Anxiety is excitement without breathing.
Fritz Perls
So here we are: 11 Ways of Dealing with Anxiety. It took a while!
Here’s where we have been:
- Breathe
- Feel into this body
- Meeting with stillness
- Prayer
Pause - Talking
- Writing
- Walking and Nature
- Doing the dishes
- Identifying fallacious reasoning
- Suffer the child
- The next step
Here are some things I have learnt in the course of writing and listening to people talk about anxiety:
- I feel anxiety more than I realised.
- ‘Dealing’ is entirely the wrong word. I would rather say ‘meeting’ or ‘welcoming’. We are not supposed to ‘deal’ with ourselves but to live, with kindness.
- The feeling of fear or anxiety points us towards an area of personal growth. The question is less, “How can I deal with my fear?” and more like, “What do I need to do that I am avoiding?”

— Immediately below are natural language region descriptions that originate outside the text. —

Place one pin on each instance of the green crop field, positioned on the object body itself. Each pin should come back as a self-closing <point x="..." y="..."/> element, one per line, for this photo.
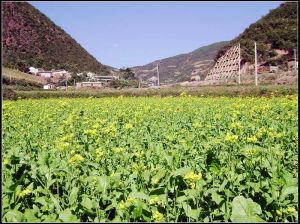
<point x="169" y="159"/>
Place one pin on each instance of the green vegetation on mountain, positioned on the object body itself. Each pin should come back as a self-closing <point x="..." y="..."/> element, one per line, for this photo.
<point x="31" y="39"/>
<point x="276" y="30"/>
<point x="181" y="67"/>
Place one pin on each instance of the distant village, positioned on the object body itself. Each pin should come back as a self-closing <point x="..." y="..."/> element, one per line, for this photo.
<point x="54" y="76"/>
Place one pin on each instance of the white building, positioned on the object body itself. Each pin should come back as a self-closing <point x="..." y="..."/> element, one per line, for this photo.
<point x="34" y="71"/>
<point x="88" y="84"/>
<point x="45" y="74"/>
<point x="49" y="86"/>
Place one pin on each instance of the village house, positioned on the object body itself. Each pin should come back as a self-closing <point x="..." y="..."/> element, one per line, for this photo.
<point x="49" y="74"/>
<point x="45" y="74"/>
<point x="49" y="86"/>
<point x="291" y="65"/>
<point x="34" y="71"/>
<point x="88" y="84"/>
<point x="195" y="78"/>
<point x="267" y="68"/>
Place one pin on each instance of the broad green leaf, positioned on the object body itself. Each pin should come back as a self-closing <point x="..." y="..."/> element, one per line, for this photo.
<point x="216" y="197"/>
<point x="67" y="216"/>
<point x="29" y="216"/>
<point x="245" y="210"/>
<point x="13" y="216"/>
<point x="73" y="195"/>
<point x="86" y="203"/>
<point x="139" y="195"/>
<point x="181" y="171"/>
<point x="289" y="190"/>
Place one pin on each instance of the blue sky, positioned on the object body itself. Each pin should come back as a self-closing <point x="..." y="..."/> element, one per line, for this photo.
<point x="125" y="34"/>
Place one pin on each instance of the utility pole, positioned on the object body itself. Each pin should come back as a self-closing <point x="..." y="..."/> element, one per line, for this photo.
<point x="157" y="75"/>
<point x="239" y="63"/>
<point x="295" y="57"/>
<point x="255" y="63"/>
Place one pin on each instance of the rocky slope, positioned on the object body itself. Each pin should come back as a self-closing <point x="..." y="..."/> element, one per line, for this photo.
<point x="31" y="39"/>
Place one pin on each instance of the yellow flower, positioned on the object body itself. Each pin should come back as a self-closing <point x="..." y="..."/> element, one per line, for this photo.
<point x="99" y="152"/>
<point x="118" y="150"/>
<point x="191" y="178"/>
<point x="154" y="181"/>
<point x="157" y="216"/>
<point x="291" y="210"/>
<point x="128" y="126"/>
<point x="218" y="116"/>
<point x="183" y="94"/>
<point x="6" y="161"/>
<point x="139" y="154"/>
<point x="278" y="212"/>
<point x="92" y="132"/>
<point x="252" y="139"/>
<point x="197" y="125"/>
<point x="130" y="200"/>
<point x="122" y="205"/>
<point x="25" y="192"/>
<point x="155" y="200"/>
<point x="76" y="159"/>
<point x="231" y="138"/>
<point x="236" y="125"/>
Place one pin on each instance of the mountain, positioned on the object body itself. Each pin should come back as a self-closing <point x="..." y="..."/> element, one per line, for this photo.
<point x="274" y="33"/>
<point x="29" y="38"/>
<point x="181" y="67"/>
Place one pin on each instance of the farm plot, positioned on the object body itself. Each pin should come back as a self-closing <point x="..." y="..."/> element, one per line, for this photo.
<point x="150" y="159"/>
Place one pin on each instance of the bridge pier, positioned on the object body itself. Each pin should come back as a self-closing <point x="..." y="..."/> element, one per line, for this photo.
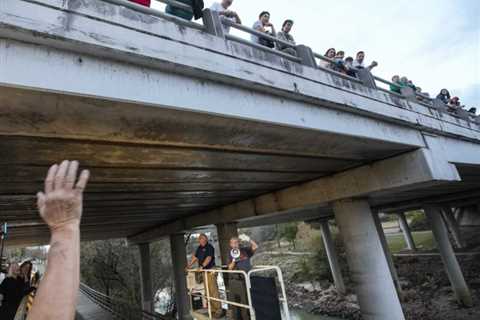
<point x="179" y="262"/>
<point x="332" y="257"/>
<point x="407" y="234"/>
<point x="146" y="277"/>
<point x="449" y="259"/>
<point x="367" y="261"/>
<point x="388" y="255"/>
<point x="452" y="226"/>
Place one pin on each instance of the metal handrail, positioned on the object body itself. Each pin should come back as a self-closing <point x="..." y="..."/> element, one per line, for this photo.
<point x="259" y="46"/>
<point x="427" y="101"/>
<point x="259" y="34"/>
<point x="157" y="13"/>
<point x="119" y="307"/>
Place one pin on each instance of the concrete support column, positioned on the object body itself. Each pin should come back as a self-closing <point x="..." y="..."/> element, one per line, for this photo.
<point x="455" y="275"/>
<point x="332" y="257"/>
<point x="402" y="220"/>
<point x="388" y="255"/>
<point x="146" y="277"/>
<point x="368" y="263"/>
<point x="179" y="262"/>
<point x="225" y="232"/>
<point x="452" y="226"/>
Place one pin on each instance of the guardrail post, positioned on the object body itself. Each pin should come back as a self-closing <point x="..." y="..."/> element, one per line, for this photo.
<point x="179" y="262"/>
<point x="367" y="78"/>
<point x="213" y="23"/>
<point x="408" y="93"/>
<point x="439" y="105"/>
<point x="306" y="55"/>
<point x="146" y="277"/>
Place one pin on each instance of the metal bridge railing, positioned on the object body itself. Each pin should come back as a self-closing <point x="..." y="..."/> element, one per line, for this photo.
<point x="213" y="23"/>
<point x="120" y="309"/>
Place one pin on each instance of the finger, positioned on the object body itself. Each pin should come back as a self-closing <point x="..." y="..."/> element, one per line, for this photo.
<point x="83" y="180"/>
<point x="40" y="200"/>
<point x="50" y="177"/>
<point x="71" y="175"/>
<point x="60" y="176"/>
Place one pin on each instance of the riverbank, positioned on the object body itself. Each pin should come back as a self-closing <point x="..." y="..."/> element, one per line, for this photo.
<point x="426" y="290"/>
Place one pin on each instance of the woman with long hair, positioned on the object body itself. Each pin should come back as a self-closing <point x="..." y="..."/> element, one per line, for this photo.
<point x="14" y="288"/>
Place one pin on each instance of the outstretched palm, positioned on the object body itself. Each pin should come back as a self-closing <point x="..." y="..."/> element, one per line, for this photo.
<point x="61" y="203"/>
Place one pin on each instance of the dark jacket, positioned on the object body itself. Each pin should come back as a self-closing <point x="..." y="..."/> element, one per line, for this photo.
<point x="196" y="5"/>
<point x="13" y="291"/>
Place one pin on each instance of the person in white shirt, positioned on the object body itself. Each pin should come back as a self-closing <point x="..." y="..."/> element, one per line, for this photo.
<point x="222" y="9"/>
<point x="358" y="63"/>
<point x="264" y="25"/>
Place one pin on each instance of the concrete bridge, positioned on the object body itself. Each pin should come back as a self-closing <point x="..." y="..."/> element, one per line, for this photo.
<point x="183" y="126"/>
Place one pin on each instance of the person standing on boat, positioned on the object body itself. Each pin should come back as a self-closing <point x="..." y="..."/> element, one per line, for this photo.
<point x="205" y="256"/>
<point x="240" y="260"/>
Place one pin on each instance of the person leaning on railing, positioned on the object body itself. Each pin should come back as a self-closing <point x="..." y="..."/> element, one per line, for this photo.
<point x="265" y="26"/>
<point x="286" y="36"/>
<point x="205" y="257"/>
<point x="223" y="10"/>
<point x="329" y="54"/>
<point x="240" y="259"/>
<point x="359" y="62"/>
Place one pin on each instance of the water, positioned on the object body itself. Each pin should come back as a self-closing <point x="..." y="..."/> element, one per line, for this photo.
<point x="302" y="315"/>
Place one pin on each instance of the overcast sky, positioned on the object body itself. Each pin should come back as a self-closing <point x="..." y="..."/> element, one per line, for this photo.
<point x="436" y="43"/>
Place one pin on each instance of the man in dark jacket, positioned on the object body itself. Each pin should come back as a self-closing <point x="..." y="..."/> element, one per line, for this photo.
<point x="196" y="11"/>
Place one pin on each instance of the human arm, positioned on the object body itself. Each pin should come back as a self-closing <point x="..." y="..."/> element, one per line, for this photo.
<point x="206" y="262"/>
<point x="60" y="207"/>
<point x="372" y="65"/>
<point x="232" y="264"/>
<point x="254" y="246"/>
<point x="231" y="14"/>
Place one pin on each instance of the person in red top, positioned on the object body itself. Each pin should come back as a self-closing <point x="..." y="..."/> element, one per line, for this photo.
<point x="145" y="3"/>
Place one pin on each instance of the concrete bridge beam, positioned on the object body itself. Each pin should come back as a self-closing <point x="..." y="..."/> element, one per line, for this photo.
<point x="179" y="262"/>
<point x="367" y="260"/>
<point x="332" y="257"/>
<point x="146" y="277"/>
<point x="407" y="234"/>
<point x="449" y="259"/>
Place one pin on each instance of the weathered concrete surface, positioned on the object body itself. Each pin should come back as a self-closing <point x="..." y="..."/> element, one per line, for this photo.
<point x="174" y="122"/>
<point x="367" y="261"/>
<point x="454" y="272"/>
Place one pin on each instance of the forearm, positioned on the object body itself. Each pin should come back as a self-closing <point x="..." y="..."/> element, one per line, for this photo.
<point x="206" y="262"/>
<point x="62" y="277"/>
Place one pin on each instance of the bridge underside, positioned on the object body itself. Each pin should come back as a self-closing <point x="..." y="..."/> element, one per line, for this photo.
<point x="152" y="166"/>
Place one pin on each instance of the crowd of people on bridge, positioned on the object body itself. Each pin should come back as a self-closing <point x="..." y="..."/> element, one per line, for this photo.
<point x="332" y="59"/>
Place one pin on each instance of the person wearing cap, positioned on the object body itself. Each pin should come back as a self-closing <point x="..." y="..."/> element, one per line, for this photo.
<point x="265" y="26"/>
<point x="359" y="62"/>
<point x="286" y="36"/>
<point x="223" y="10"/>
<point x="205" y="257"/>
<point x="145" y="3"/>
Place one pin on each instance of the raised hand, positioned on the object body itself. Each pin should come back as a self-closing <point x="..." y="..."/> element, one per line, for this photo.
<point x="61" y="202"/>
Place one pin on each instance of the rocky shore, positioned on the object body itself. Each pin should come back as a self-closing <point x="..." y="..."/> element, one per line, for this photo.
<point x="426" y="292"/>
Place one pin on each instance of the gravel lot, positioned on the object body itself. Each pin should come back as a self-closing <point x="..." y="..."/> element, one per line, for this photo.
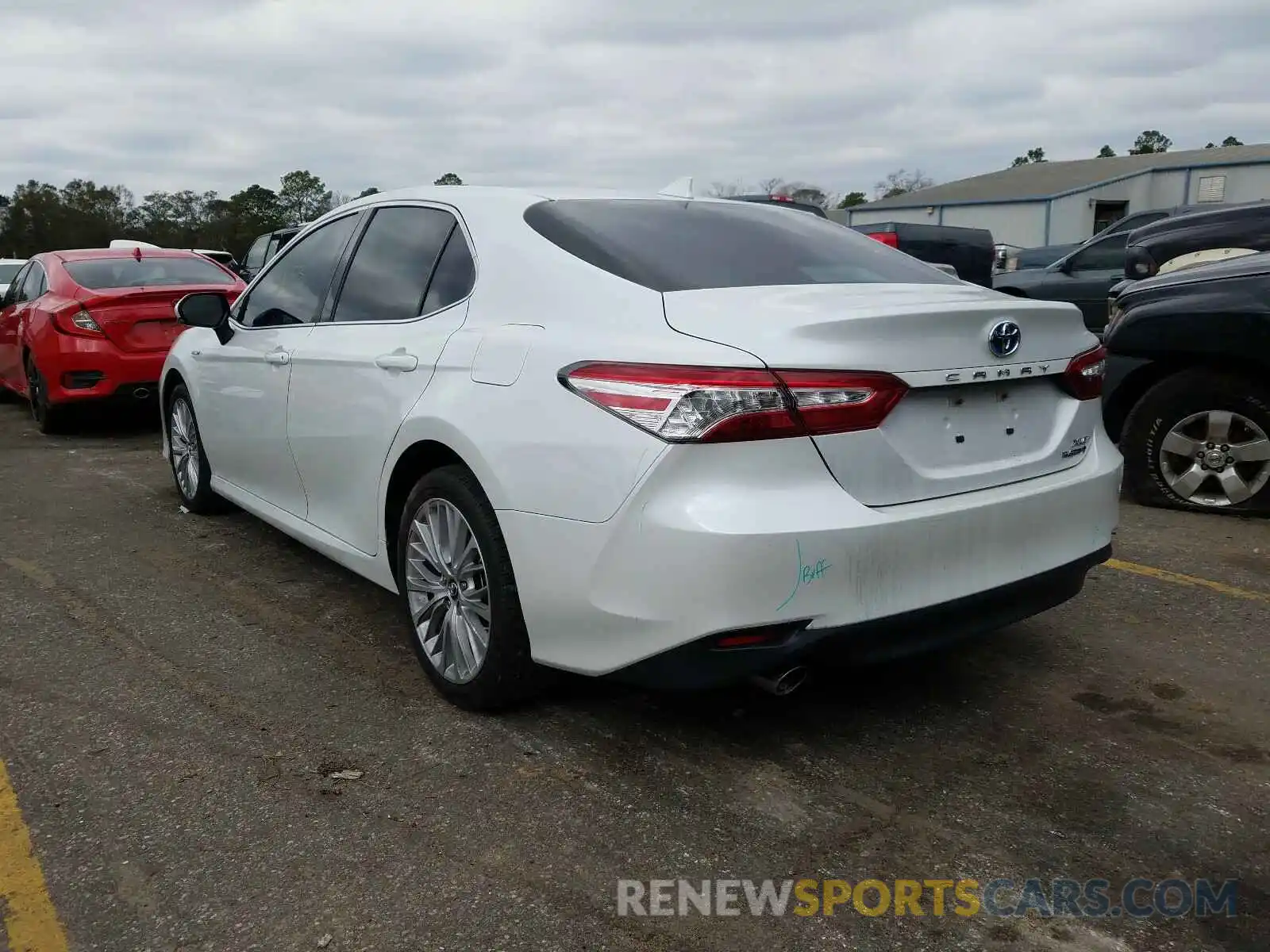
<point x="175" y="693"/>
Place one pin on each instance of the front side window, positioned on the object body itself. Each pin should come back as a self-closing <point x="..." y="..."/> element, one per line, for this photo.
<point x="394" y="259"/>
<point x="256" y="254"/>
<point x="294" y="289"/>
<point x="105" y="273"/>
<point x="1136" y="221"/>
<point x="1106" y="254"/>
<point x="670" y="245"/>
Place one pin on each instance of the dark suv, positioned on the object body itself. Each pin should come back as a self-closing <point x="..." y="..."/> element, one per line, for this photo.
<point x="1187" y="393"/>
<point x="1086" y="274"/>
<point x="1227" y="228"/>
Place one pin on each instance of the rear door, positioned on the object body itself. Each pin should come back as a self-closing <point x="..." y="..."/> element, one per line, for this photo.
<point x="362" y="368"/>
<point x="243" y="384"/>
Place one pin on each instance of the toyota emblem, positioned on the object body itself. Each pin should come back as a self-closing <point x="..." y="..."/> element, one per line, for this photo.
<point x="1005" y="338"/>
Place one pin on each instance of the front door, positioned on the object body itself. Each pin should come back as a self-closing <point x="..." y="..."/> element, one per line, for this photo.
<point x="357" y="376"/>
<point x="241" y="400"/>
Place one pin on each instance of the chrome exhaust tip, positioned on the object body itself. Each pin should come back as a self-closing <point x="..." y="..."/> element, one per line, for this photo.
<point x="784" y="683"/>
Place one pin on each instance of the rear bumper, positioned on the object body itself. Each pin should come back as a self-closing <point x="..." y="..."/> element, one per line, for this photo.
<point x="702" y="666"/>
<point x="734" y="536"/>
<point x="88" y="368"/>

- My suggestions do not make a comprehensive list, but it is my list. These suggestions can be used with any strong, visceral feeling: anxiety, hurt, fear, physical pain, grief, anger, joy, excitement… It is fundamentally about grounding in this body in the here and now, founded on kindness, compassion and forgiveness towards ourselves.
- Life is difficult and risky and (while there is so much we can control and much of what we fear never comes to pass) very few things are certain. What would life feel like if you were to accept that this day is not yours to control: you don’t know what is going to happen, and although this is scary you will, nevertheless, walk out into the day trusting you can handle it?
- There are times when anxiety is so strong that it can undermine, hide, or overwhelm the felt sense of the presence of God, and of oneself. At these times God is not absent, but we experience God as absent.
- When we open ourselves to that which bigger than ourselves, then we see from a broader perspective and we are no longer alone. Anxiety, taking its place in a bigger frame, is reduced.
On one particularly difficult day, I found the beginning of the second verse from Blake’s And did those feet going through my head.
Bring me my Bow of burning gold;
Bring me my Arrows of desire:
Bring me my Spear: O clouds unfold!
Bring me my Chariot of fire!I will not cease from Mental Fight,
Nor shall my Sword sleep in my hand:
Till we have built Jerusalem,
In England’s green & pleasant Land
For a few moments, this felt like a great way to approach life. Although we have to undertake some planning ahead, life can only truly be lived in the present. We never know what is going to happen from one moment to the next. Anxiety is an ineluctable aspect of being a creature. It is best, therefore, to sally forth into life, to remain open to whatever comes and treat each happening as a gift.
Anxiety, given a few deep breaths, is not far from lively excitement.
(NB: There are some people, perhaps some who are reading this, whose lives are blighted by circumstance – by war, poverty, imprisonment, living conditions, political regimes, serious illness. I am fortunate not to have experienced these things directly in my life. I do not presume to talk into these situations that are beyond my limited capacity to understand. Forgive me if I have trespassed here.)
Julian don’t apologise for those of us who are seriously ill, your words have really helped. I needed this right now and maybe will help me to stay strong.
Thank you for saying this, Jilly. I am touched by you and grateful that you have written.
With my prayers,
Julian
Thank you, Julian for this series which I worked through at a gentle pace – sensitive and full of wise insights – as I always experienced you as a director. I have shared some of these posts with one of my directees.
Thank you, Simon. How lovely to hear from you.